The aim of the various well surveillance techniques discussed in this paper is to improve an Operator's ability to identify the very first signs of scale accumulation. This, in its turn, enables to introduce timely adjustments to the well operating envelope and to schedule a scale remediation / inhibition treatment with the intention to prevent any potential scaling initiation from further development. The approach is quite extensive and incorporates continuous BHP/BHT monitoring, routine well testing, PTA analysis, and fluid/water sampling.

Developed approach experienced multiple revisions and modifications. Further optimization continues, however, the described well surveillance techniques represent the latest Operator's vision on the most efficient way for well scaling monitoring and identification. In the Kashagan field, BHP/BHT readings have proved to be the most direct and instantaneous indication of any early signs of potential deterioration in well performance (qualitative analysis) while well testing and PTAs are considered as the most essential techniques in confirming and quantifying scaling severity (quantitative analysis). It is important to mention that BHT increase is explained by Joule-Thomson heating effect being specific for the Kashagan fluid (happening during increased pressure drawdown). This, in turns, enables to predict future well performance, design well operating envelop accordingly and, most importantly, develop a yearly schedule for proactive well treatments with SI.

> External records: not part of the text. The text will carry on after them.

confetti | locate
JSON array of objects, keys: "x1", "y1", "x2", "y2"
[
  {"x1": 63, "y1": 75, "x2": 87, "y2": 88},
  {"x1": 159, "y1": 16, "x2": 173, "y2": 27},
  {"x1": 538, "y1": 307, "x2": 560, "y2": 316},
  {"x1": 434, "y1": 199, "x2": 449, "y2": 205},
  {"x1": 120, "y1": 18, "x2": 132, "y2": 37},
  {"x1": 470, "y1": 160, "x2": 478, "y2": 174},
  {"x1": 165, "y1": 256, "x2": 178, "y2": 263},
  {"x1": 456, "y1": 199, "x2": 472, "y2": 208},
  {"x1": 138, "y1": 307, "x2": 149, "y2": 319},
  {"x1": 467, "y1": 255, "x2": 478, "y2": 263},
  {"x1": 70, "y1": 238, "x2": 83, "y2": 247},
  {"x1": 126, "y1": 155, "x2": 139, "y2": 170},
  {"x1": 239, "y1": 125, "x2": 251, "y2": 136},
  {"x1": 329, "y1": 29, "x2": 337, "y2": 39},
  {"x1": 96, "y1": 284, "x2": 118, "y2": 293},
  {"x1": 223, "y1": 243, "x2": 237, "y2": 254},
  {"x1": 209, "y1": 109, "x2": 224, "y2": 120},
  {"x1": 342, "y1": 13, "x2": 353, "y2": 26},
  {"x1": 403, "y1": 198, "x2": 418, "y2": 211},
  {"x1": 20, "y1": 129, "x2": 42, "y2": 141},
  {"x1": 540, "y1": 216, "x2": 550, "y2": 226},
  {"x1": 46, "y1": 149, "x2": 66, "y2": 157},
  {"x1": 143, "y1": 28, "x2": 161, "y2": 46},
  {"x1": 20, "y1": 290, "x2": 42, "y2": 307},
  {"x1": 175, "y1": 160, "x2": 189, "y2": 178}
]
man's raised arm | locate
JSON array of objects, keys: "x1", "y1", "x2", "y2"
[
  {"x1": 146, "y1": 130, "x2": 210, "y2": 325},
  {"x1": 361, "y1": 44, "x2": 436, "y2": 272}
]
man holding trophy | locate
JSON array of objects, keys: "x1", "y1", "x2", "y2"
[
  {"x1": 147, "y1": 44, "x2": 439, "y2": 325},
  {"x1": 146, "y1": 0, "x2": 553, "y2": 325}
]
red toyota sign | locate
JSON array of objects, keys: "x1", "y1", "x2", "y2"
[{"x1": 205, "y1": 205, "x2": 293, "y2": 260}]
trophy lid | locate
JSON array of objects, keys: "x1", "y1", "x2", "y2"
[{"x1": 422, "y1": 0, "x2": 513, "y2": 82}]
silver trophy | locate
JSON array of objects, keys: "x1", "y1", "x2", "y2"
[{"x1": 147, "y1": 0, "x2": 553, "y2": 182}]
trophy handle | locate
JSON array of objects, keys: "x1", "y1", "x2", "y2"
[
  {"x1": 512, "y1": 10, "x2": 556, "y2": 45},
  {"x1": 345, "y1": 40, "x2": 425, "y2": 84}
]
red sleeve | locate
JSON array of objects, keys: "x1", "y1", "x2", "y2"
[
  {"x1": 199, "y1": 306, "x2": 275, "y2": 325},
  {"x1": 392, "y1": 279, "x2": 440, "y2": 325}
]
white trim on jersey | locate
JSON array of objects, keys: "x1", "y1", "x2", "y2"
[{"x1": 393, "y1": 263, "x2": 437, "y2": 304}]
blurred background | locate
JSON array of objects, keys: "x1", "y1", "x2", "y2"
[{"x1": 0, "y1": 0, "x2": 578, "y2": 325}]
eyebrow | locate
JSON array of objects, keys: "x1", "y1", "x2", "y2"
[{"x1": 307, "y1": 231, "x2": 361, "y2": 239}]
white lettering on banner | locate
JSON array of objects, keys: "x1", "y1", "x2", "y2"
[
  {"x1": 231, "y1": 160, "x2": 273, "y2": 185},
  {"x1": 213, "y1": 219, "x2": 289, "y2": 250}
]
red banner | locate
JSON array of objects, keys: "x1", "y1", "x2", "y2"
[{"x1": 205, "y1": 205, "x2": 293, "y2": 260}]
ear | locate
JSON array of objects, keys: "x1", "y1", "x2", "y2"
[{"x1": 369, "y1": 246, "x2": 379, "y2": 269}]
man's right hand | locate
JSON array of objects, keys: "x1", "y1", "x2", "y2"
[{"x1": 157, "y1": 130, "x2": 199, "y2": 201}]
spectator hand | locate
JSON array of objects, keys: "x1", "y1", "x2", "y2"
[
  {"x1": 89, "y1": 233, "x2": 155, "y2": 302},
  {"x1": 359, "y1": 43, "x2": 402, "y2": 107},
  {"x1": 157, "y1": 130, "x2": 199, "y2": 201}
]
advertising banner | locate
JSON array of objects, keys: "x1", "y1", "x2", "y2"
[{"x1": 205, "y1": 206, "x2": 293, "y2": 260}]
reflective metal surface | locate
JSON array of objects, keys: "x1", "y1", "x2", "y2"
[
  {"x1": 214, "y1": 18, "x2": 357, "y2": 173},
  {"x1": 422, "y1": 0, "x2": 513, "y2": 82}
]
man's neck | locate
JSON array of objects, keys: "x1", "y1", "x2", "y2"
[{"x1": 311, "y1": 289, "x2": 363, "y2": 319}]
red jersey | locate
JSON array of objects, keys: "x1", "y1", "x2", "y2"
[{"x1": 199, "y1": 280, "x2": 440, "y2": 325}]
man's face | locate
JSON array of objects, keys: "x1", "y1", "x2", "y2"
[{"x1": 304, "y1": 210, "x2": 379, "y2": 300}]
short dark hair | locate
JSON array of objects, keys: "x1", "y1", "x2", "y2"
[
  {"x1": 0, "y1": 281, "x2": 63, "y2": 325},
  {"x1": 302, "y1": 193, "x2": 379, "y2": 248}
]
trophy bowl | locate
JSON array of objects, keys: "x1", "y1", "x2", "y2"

In conclusion, it shall be highlighted that discussed complex of well surveillance techniques has been concluded to be very efficient and reliable tool in identifying any scaling tendencies at its initial stage. Due to successful implementation of this approach in the Kashagan field, scale development is now well-managed and kept under control. To mention, that utilization of well surveillance techniques and methods outlined in this paper may reduce the time required to identify and ultimately mitigate well scale accumulation in any active assets with similar operating environments.